Les ventes résidentielles ont plongé de 16,2 % en janvier par rapport à l’année précédente, alors que le sud de l’Ontario était frappé par une violente tempête hivernale, indique mercredi l’Association canadienne de l’immobilier (ACI).
Selon les données de l’ACI, 22 533 propriétés résidentielles ont changé de mains à travers le pays le mois dernier, les ventes de janvier ayant également baissé de 5,8 % par rapport à décembre 2025 sur une base désaisonnalisée.
Shaun Cathcart, économiste principal de l’ACI, souligne que cette baisse est principalement due aux régions du Grand Golden Horseshoe et du sud-ouest de l’Ontario, suggérant que cette évolution est probablement davantage liée à la tempête qu’à un ralentissement de la demande.
«Malgré le début d’année frisquet, nous continuons à prédire que 2026 sera en fin de compte une année définie par la demande refoulée des premiers acheteurs qui ont enfin l’occasion d’entrer sur le marché», explique-t-il dans un communiqué de presse.
Le mois dernier, l’ACI a dit s’attendre à une croissance de 5,1 % des ventes nationales de propriétés en 2026, marquant un rebond après le ralentissement du marché induit par les droits de douane l’année dernière.
Pour Joe Ferrante, agent immobilier dans la région de Hamilton, le temps glacial et neigeux a potentiellement contribué à dissuader les acheteurs de se rendre aux visites de propriétés le mois dernier, mais ce n’est pas la principale raison de la baisse d’activité.

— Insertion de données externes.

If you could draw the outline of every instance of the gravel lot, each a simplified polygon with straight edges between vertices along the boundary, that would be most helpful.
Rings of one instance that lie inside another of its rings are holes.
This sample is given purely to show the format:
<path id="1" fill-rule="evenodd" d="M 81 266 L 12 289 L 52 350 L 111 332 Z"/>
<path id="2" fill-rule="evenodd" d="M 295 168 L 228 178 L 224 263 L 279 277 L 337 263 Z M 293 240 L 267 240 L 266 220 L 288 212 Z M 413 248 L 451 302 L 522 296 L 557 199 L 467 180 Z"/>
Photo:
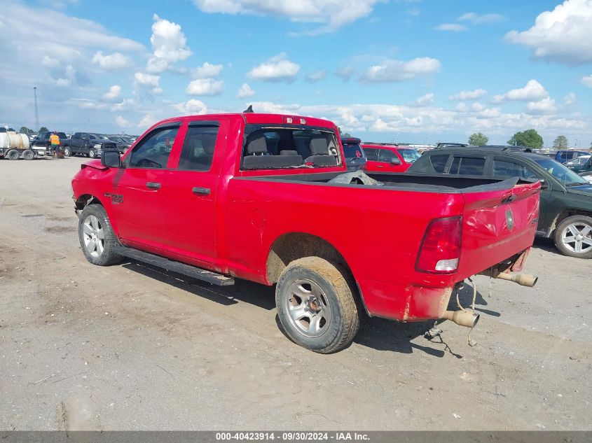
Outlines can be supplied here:
<path id="1" fill-rule="evenodd" d="M 0 428 L 592 430 L 592 261 L 537 241 L 536 288 L 477 278 L 475 347 L 450 322 L 441 342 L 370 319 L 317 355 L 279 330 L 272 288 L 88 263 L 84 161 L 0 160 Z"/>

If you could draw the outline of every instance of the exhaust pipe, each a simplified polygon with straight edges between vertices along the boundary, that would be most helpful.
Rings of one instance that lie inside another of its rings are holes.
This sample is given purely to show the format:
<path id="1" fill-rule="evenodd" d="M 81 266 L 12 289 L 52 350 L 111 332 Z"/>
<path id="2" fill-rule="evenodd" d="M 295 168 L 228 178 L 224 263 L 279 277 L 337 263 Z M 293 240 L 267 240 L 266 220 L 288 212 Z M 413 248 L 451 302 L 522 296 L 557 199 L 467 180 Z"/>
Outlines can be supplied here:
<path id="1" fill-rule="evenodd" d="M 479 321 L 479 314 L 472 311 L 444 311 L 442 318 L 465 328 L 474 328 Z"/>
<path id="2" fill-rule="evenodd" d="M 535 277 L 534 275 L 530 274 L 509 274 L 509 272 L 496 272 L 490 271 L 483 271 L 481 272 L 482 275 L 493 277 L 494 279 L 499 279 L 500 280 L 506 280 L 507 281 L 514 281 L 522 286 L 527 286 L 532 288 L 539 280 L 539 277 Z"/>

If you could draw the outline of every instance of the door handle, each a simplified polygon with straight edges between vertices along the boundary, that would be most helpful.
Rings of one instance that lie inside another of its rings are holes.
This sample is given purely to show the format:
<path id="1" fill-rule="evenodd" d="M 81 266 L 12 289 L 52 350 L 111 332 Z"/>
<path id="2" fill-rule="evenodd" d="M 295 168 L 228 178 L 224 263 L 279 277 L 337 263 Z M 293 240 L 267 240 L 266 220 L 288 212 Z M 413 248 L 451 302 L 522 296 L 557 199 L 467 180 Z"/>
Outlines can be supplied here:
<path id="1" fill-rule="evenodd" d="M 212 190 L 209 188 L 199 188 L 195 186 L 191 190 L 191 192 L 195 195 L 209 195 Z"/>

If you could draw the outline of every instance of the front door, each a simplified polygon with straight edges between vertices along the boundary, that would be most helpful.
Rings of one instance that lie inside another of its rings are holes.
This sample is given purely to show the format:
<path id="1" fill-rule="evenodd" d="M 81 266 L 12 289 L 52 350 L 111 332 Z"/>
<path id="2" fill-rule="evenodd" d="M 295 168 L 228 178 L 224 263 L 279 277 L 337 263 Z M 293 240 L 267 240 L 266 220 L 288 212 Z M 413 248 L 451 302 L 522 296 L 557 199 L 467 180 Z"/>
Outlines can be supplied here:
<path id="1" fill-rule="evenodd" d="M 155 128 L 125 157 L 125 167 L 113 179 L 118 201 L 113 206 L 119 235 L 126 244 L 160 249 L 168 244 L 164 214 L 168 161 L 180 122 Z"/>
<path id="2" fill-rule="evenodd" d="M 172 160 L 172 174 L 163 188 L 171 251 L 210 268 L 217 261 L 216 197 L 227 126 L 224 119 L 188 122 L 181 131 L 181 152 Z"/>

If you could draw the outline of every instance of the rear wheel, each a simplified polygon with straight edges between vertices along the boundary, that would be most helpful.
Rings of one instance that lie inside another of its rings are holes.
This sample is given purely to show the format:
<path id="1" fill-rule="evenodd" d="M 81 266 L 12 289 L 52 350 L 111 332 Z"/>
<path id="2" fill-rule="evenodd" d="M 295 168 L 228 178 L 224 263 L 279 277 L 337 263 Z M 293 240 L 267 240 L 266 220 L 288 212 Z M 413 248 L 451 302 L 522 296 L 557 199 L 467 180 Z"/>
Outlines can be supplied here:
<path id="1" fill-rule="evenodd" d="M 320 258 L 294 260 L 275 288 L 277 316 L 288 336 L 321 353 L 350 345 L 359 328 L 354 289 L 346 272 Z"/>
<path id="2" fill-rule="evenodd" d="M 89 204 L 83 210 L 78 221 L 78 240 L 86 260 L 93 265 L 109 266 L 121 260 L 121 256 L 113 252 L 119 241 L 100 204 Z"/>
<path id="3" fill-rule="evenodd" d="M 16 149 L 11 149 L 6 153 L 6 157 L 11 160 L 18 160 L 20 158 L 20 153 L 19 153 Z"/>
<path id="4" fill-rule="evenodd" d="M 555 230 L 555 244 L 564 255 L 592 258 L 592 217 L 567 217 Z"/>

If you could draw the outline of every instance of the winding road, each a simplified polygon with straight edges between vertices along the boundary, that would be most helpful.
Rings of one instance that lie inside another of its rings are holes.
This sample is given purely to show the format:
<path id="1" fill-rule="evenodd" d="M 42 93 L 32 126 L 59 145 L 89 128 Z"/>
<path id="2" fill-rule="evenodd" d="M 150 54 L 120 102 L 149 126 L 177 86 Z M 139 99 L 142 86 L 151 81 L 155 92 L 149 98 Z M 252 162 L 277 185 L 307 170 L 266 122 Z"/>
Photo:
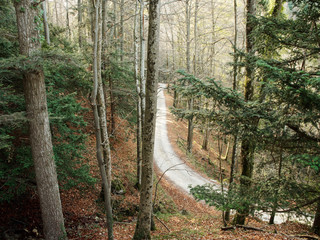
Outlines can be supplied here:
<path id="1" fill-rule="evenodd" d="M 157 101 L 157 119 L 156 133 L 154 146 L 154 161 L 165 177 L 175 184 L 184 192 L 190 194 L 189 185 L 203 185 L 206 183 L 212 184 L 216 189 L 220 189 L 220 183 L 202 177 L 200 174 L 188 167 L 174 152 L 168 138 L 167 132 L 167 108 L 163 90 L 166 84 L 159 83 L 158 86 L 158 101 Z M 268 221 L 270 215 L 262 211 L 256 211 L 256 216 L 263 221 Z M 280 224 L 290 220 L 307 223 L 305 218 L 300 218 L 294 213 L 277 213 L 275 223 Z M 312 220 L 311 218 L 308 219 Z"/>
<path id="2" fill-rule="evenodd" d="M 159 83 L 157 101 L 157 120 L 154 147 L 154 160 L 165 177 L 173 182 L 177 187 L 189 193 L 189 185 L 214 184 L 219 188 L 219 183 L 206 179 L 188 167 L 174 152 L 168 138 L 167 132 L 167 108 L 163 89 L 166 84 Z"/>

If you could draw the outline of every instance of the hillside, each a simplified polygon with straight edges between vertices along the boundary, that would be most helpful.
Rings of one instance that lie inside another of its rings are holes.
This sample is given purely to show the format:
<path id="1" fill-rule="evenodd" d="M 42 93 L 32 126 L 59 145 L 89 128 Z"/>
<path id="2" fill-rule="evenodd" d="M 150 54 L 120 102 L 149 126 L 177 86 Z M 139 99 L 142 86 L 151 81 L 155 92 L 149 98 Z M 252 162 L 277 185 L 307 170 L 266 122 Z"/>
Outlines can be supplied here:
<path id="1" fill-rule="evenodd" d="M 166 97 L 167 106 L 170 106 L 171 96 L 166 95 Z M 187 159 L 181 146 L 174 140 L 183 137 L 183 131 L 177 126 L 183 128 L 184 123 L 175 121 L 173 116 L 169 118 L 171 143 L 175 151 L 183 159 Z M 86 143 L 85 159 L 90 164 L 92 175 L 99 178 L 91 112 L 86 113 L 85 120 L 89 123 L 86 132 L 90 133 Z M 117 134 L 111 138 L 112 167 L 113 179 L 116 180 L 114 182 L 120 189 L 113 192 L 112 200 L 115 214 L 115 239 L 122 240 L 131 239 L 133 236 L 139 195 L 134 188 L 136 172 L 134 132 L 128 122 L 120 118 L 116 118 L 116 129 Z M 176 130 L 173 131 L 173 129 Z M 195 139 L 201 139 L 201 137 L 196 134 Z M 194 153 L 201 154 L 197 152 L 197 148 Z M 189 165 L 192 166 L 191 163 Z M 156 173 L 159 179 L 161 173 L 157 170 Z M 157 181 L 155 179 L 155 184 Z M 69 239 L 107 239 L 103 204 L 99 200 L 100 189 L 101 184 L 97 182 L 94 188 L 61 190 Z M 39 200 L 35 191 L 27 192 L 10 204 L 2 204 L 0 211 L 6 212 L 0 222 L 3 239 L 41 239 L 43 237 Z M 265 232 L 244 229 L 221 231 L 223 224 L 219 211 L 202 202 L 196 202 L 165 178 L 161 179 L 158 186 L 155 211 L 154 220 L 157 229 L 152 232 L 153 239 L 298 239 L 289 235 L 310 235 L 309 228 L 301 224 L 288 222 L 270 226 L 252 218 L 247 225 L 263 229 Z"/>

Dans la continuité de 2025
Selon lui, la baisse des transactions est probablement une «prolongation» du marché morose de la fin 2025.
«L’année s’est terminée sur une note lente et modérée, et cela s’est simplement prolongé en janvier», affirme M. Ferrante, courtier chez Royal LePage State Realty.
Il ajoute que beaucoup de personnes encore indécises attendent que les prix atteignent leur niveau le plus bas.
Le prix de vente moyen national en janvier était de 652 941 $, en baisse de 2,6 % par rapport à l’année précédente. L’association prévoit que le prix moyen national des propriétés augmentera de 2,8 % sur une base annuelle cette année, pour atteindre 698 881 $.
L’indice des prix des propriétés de l’ACI, qui vise à représenter la vente de résidences types, a légèrement baissé de 0,9 % entre décembre et janvier et a reculé de 4,9 % d’une année à l’autre.
«Je pense que les prix ont atteint leur niveau le plus bas. Je ne pense pas qu’ils vont baisser davantage», indique M. Ferrante, ajoutant que les coûts d’emprunt semblaient également s’être stabilisés.
Le mois dernier, la Banque du Canada a maintenu son taux directeur à 2,25 %.
«Les acheteurs ont donc désormais des coûts fixes sur lesquels ils peuvent réellement se baser pour planifier leurs achats», avance-t-il.
«Je pense que ce n’est qu’une question de temps avant que les acheteurs se manifestent. Ils voulaient des stocks, ils voulaient des taux stabilisés. Tout ce que les acheteurs voulaient est donc là. Mais où sont les acheteurs?»
Inscriptions en hausse
La baisse des ventes en janvier est survenue alors que le nombre de nouvelles inscriptions a augmenté de 7,3 % d’un mois à l’autre.
Selon l’ACI, 140 680 propriétés étaient inscrites à la vente sur tous les systèmes MLS canadiens à la fin du mois de janvier, soit une hausse de 4,5 % par rapport à l’année précédente, mais 11,4 % de moins que la moyenne à long terme pour cette période de l’année.
Robert Kavcic, économiste principal à la BMO, prévient que le véritable test de l’ampleur de la reprise du marché aura lieu au printemps.
«Beaucoup parlent de demande refoulée en raison du faible volume des ventes en 2025, mais il existe probablement aussi une offre refoulée importante sous la forme d’inscriptions qui sont restées en attente et ont finalement été retirées après ne pas avoir été vendues», écrit-il dans une note de recherche.
«Nous aurons une meilleure indication lorsque le marché se réchauffera au début du printemps, mais nous nous attendons à ce que toute demande refoulée soit au moins égalée par les annonces refoulées.»